For a few weeks now, there has been a long running thread on SQL Server Central about UPDATE operations that don't perform any changes because the statement sets a column to the same value as already exists in the row.  While I believe that one of the posters is incredibly snarky and outright rude to the people trying to answer the question and explain the behaviors being noticed, the topic is quite interesting and I finally got some time on my flight to Seattle to take a look at some of the internals of this with Extended Events in SQL Server 2012. 

Setting up the Tests

To setup the tests to be performed I am going to use the example table and row of data that are provided in that thread for the investigation with the exception that I am going to use a user database instead of tempdb for holding the test table so that I can create separate tests for a case-sensitive collation versus case-insensitive collations.
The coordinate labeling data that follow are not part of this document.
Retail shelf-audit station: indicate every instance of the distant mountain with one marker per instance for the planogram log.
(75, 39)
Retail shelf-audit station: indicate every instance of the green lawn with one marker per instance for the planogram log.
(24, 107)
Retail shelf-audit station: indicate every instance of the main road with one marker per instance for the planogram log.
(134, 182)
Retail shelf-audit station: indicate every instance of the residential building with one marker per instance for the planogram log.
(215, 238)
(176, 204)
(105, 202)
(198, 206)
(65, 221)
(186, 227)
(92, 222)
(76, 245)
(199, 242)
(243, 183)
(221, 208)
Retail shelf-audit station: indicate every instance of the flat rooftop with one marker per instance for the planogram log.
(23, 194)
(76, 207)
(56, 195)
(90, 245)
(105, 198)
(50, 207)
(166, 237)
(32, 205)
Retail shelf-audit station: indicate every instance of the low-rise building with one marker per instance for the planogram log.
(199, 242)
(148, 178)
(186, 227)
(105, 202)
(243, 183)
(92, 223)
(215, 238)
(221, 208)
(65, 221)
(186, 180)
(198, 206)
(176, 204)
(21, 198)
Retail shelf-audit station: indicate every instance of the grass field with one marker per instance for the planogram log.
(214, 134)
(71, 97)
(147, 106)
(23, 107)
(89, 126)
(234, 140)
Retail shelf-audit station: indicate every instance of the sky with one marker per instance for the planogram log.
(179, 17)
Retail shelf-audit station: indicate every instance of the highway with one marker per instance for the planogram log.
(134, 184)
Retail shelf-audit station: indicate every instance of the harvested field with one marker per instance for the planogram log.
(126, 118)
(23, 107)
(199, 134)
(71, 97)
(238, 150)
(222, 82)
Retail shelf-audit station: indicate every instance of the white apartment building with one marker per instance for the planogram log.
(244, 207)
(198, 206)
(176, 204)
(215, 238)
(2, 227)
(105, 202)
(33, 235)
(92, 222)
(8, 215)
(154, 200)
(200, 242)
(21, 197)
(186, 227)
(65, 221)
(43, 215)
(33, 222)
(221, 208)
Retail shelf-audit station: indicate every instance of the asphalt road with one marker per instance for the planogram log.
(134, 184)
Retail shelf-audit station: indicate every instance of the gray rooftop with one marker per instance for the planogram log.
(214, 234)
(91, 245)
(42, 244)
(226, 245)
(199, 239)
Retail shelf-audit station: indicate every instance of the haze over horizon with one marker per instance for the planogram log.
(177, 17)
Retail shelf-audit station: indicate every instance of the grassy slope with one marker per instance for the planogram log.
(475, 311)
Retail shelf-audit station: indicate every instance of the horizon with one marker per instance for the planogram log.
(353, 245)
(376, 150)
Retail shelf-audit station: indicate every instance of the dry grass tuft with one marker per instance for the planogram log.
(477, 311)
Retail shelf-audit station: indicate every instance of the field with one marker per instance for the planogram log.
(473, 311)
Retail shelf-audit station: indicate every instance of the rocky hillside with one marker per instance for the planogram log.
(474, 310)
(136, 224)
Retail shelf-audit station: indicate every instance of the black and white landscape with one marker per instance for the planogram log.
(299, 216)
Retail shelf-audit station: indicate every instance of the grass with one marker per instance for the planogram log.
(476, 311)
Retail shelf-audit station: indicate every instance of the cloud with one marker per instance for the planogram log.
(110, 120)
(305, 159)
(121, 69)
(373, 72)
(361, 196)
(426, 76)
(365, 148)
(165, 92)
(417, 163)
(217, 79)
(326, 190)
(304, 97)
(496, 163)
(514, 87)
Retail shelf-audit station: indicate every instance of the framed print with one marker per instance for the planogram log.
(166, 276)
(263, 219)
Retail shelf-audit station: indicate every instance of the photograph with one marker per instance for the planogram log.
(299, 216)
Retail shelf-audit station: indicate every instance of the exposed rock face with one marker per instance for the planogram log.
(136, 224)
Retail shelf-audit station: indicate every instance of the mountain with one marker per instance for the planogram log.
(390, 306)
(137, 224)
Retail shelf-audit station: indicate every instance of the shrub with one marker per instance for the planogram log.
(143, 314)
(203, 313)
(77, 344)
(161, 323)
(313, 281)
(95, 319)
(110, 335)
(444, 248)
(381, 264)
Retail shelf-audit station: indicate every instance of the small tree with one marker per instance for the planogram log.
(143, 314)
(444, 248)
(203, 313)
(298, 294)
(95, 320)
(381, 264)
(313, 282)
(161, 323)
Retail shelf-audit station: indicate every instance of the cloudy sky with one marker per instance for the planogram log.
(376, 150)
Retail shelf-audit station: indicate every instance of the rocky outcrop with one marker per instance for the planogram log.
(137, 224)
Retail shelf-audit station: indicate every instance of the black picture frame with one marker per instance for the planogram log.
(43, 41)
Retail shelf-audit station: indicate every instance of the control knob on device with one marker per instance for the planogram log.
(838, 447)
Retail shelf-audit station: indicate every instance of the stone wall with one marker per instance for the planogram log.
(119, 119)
– Create the case-insensitive database
CREATE DATABASE TestUpdate COLLATE SQL_Latin1_General_CP1_CI_AI
GO
USE TestUpdate;
GO
CREATE TABLE Test
(
    ID         INT IDENTITY(1,1) NOT NULL,
    Name    VARCHAR(100) COLLATE SQL_Latin1_General_CP1_CI_AI NOT NULL
);
GO
INSERT dbo.Test
    (Name)
VALUES
    ('Tom');
GO
CHECKPOINT;
GO

– Create the case-sensitive database
CREATE DATABASE [TestUpdateCS] COLLATE SQL_Latin1_General_CP1_CS_AS
GO
USE TestUpdateCS;
GO
CREATE TABLE Test
(
    ID      INT IDENTITY(1,1) NOT NULL,
    Name    VARCHAR(100) COLLATE SQL_Latin1_General_CP1_CS_AS NOT NULL
);
GO
INSERT dbo.Test
    (Name)
VALUES
    ('Tom');
GO
CHECKPOINT;
GO

Then to setup the Extended Events session for collecting information about the operations being performed, we are going to collect a number of events in the engine along with the callstack for each even and the filter on the session_id where the tests are actually being run to prevent collecting data that is not related to the tests being executed.  I originally started with nearly double the events, but removed the events that were not firing for any of the tests from the final event session shown below.
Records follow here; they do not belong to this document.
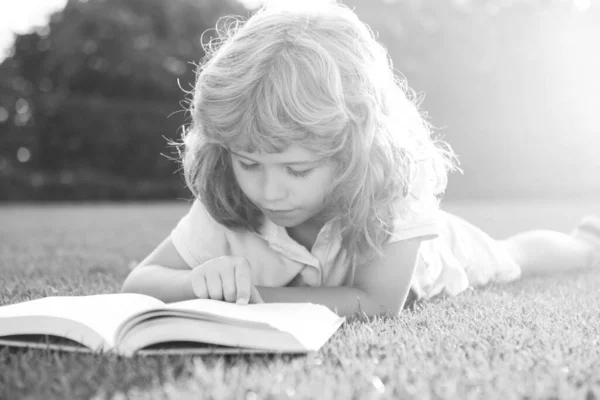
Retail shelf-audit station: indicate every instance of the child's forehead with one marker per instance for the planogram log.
(289, 155)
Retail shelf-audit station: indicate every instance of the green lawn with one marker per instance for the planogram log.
(535, 338)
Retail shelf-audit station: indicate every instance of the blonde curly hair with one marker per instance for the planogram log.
(312, 75)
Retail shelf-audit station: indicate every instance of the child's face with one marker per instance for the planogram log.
(288, 187)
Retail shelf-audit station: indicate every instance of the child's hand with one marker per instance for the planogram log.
(227, 278)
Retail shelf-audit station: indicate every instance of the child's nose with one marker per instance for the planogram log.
(273, 187)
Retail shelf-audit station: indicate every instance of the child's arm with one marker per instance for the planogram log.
(163, 274)
(379, 288)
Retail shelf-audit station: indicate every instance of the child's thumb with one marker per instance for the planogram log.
(255, 297)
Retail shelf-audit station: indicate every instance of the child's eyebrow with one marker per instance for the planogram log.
(286, 163)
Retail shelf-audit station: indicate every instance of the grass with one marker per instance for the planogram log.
(534, 338)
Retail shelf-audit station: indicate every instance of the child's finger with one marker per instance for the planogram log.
(255, 297)
(228, 284)
(199, 284)
(243, 282)
(214, 285)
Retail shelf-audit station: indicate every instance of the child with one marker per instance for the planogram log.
(317, 180)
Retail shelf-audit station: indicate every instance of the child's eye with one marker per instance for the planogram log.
(300, 174)
(248, 167)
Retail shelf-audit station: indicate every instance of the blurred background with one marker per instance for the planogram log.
(92, 90)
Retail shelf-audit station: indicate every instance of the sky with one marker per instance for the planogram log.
(23, 16)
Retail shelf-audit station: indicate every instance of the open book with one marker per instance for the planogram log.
(126, 323)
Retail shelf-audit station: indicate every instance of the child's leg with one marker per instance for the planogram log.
(542, 251)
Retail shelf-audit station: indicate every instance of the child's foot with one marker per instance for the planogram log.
(588, 230)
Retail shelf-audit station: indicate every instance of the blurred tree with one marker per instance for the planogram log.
(514, 82)
(95, 93)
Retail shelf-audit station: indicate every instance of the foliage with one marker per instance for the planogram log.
(100, 89)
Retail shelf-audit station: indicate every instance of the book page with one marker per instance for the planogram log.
(102, 313)
(308, 323)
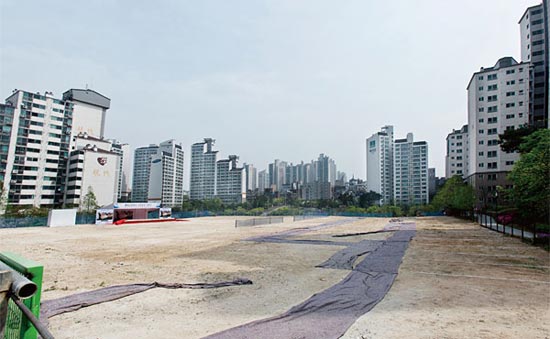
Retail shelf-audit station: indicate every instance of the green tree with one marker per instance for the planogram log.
(531, 177)
(456, 196)
(89, 203)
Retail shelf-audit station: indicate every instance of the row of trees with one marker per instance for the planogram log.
(529, 196)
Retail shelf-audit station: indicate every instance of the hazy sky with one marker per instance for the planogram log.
(285, 79)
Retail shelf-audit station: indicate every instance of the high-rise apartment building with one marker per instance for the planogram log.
(277, 174)
(166, 174)
(35, 148)
(89, 112)
(142, 171)
(498, 100)
(457, 153)
(93, 167)
(125, 169)
(230, 181)
(380, 164)
(410, 171)
(534, 49)
(36, 152)
(251, 177)
(263, 181)
(203, 170)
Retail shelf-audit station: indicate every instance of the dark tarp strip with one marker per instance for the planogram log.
(360, 233)
(330, 313)
(50, 308)
(345, 258)
(283, 240)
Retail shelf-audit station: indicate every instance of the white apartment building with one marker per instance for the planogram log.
(498, 99)
(166, 175)
(125, 169)
(142, 170)
(89, 112)
(230, 181)
(456, 159)
(263, 181)
(534, 49)
(34, 148)
(251, 177)
(380, 164)
(203, 170)
(92, 166)
(410, 171)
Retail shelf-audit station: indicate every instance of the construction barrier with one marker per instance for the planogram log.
(18, 326)
(259, 221)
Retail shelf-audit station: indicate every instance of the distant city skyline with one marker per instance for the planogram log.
(268, 80)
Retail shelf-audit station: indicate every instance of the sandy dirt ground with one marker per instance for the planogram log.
(457, 279)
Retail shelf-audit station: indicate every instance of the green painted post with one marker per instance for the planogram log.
(34, 272)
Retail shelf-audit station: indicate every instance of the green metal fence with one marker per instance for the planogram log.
(17, 325)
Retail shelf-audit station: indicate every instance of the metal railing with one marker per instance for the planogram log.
(18, 322)
(259, 221)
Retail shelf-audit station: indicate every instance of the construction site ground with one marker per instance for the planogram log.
(457, 279)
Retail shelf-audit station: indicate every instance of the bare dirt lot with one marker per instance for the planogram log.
(457, 280)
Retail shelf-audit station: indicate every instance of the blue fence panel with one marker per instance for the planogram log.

IF EXISTS (SELECT 1 FROM sys.server_event_sessions
            WHERE name = 'SQLskills_InvestigatingUpdates')
BEGIN
    DROP EVENT SESSION [SQLskills_InvestigatingUpdates] ON SERVER;
END
GO
CREATE EVENT SESSION [SQLskills_InvestigatingUpdates]
ON SERVER
– Track sparse file writes for snapshots
ADD EVENT sqlserver.file_written_to_replica(
    ACTION(package0.callstack,sqlserver.session_id)
    WHERE ([sqlserver].[session_id]=(62))),
– Track memory page allocations
ADD EVENT sqlos.page_allocated(
    ACTION(package0.callstack,sqlserver.session_id)
    WHERE ([sqlserver].[session_id]=(62))),
ADD EVENT sqlos.page_freed(
    ACTION(package0.callstack,sqlserver.session_id)
    WHERE ([sqlserver].[session_id]=(62))),
– Track latching
ADD EVENT sqlserver.latch_acquire_time(
    ACTION(package0.callstack,sqlserver.session_id)
    WHERE ([sqlserver].[session_id]=(62))),
ADD EVENT sqlserver.latch_suspend_begin(
    ACTION(package0.callstack,sqlserver.session_id)
    WHERE ([sqlserver].[session_id]=(62))),
ADD EVENT sqlserver.latch_suspend_end(
    ACTION(package0.callstack,sqlserver.session_id)
    WHERE ([sqlserver].[session_id]=(62))),
– Track locking
ADD EVENT sqlserver.lock_acquired(
    SET collect_database_name = 1
    ACTION(package0.callstack,sqlserver.session_id)
    WHERE ([sqlserver].[session_id]=(62))),
ADD EVENT sqlserver.lock_released(
    SET collect_database_name = 1
    ACTION(package0.callstack,sqlserver.session_id)
    WHERE ([sqlserver].[session_id]=(62))),
– Track transaction log activity
ADD EVENT sqlserver.log_flush_requested(
    ACTION(package0.callstack,sqlserver.session_id)
    WHERE ([sqlserver].[session_id]=(62))),
ADD EVENT sqlserver.log_single_record(
    ACTION(package0.callstack,sqlserver.session_id)
    WHERE ([sqlserver].[session_id]=(62))),
ADD EVENT sqlserver.transaction_log(
    ACTION(package0.callstack,sqlserver.session_id)
    WHERE ([sqlserver].[session_id]=(62))),
– Track batch and statement activity
ADD EVENT sqlserver.sql_batch_completed(
    ACTION(package0.callstack,sqlserver.session_id)
    WHERE ([sqlserver].[session_id]=(62))),
ADD EVENT sqlserver.sql_batch_starting(
    ACTION(package0.callstack,sqlserver.session_id)
    WHERE ([sqlserver].[session_id]=(62))),
ADD EVENT sqlserver.sql_statement_completed(
    ACTION(package0.callstack,sqlserver.session_id)
    WHERE ([sqlserver].[session_id]=(62))),
ADD EVENT sqlserver.sql_statement_starting(
    ACTION(package0.callstack,sqlserver.session_id)
    WHERE ([sqlserver].[session_id]=(62)))
– Store event data in ring_buffer target
ADD TARGET package0.ring_buffer;
GO

Testing Methodolgy

From the original thread on SQL Server Central, there are a couple of sticking points that keep getting brought up so in the interests of attempting to be thorough I am going to provide the testing methodology being used, and then list all of the tests that are going to be run. 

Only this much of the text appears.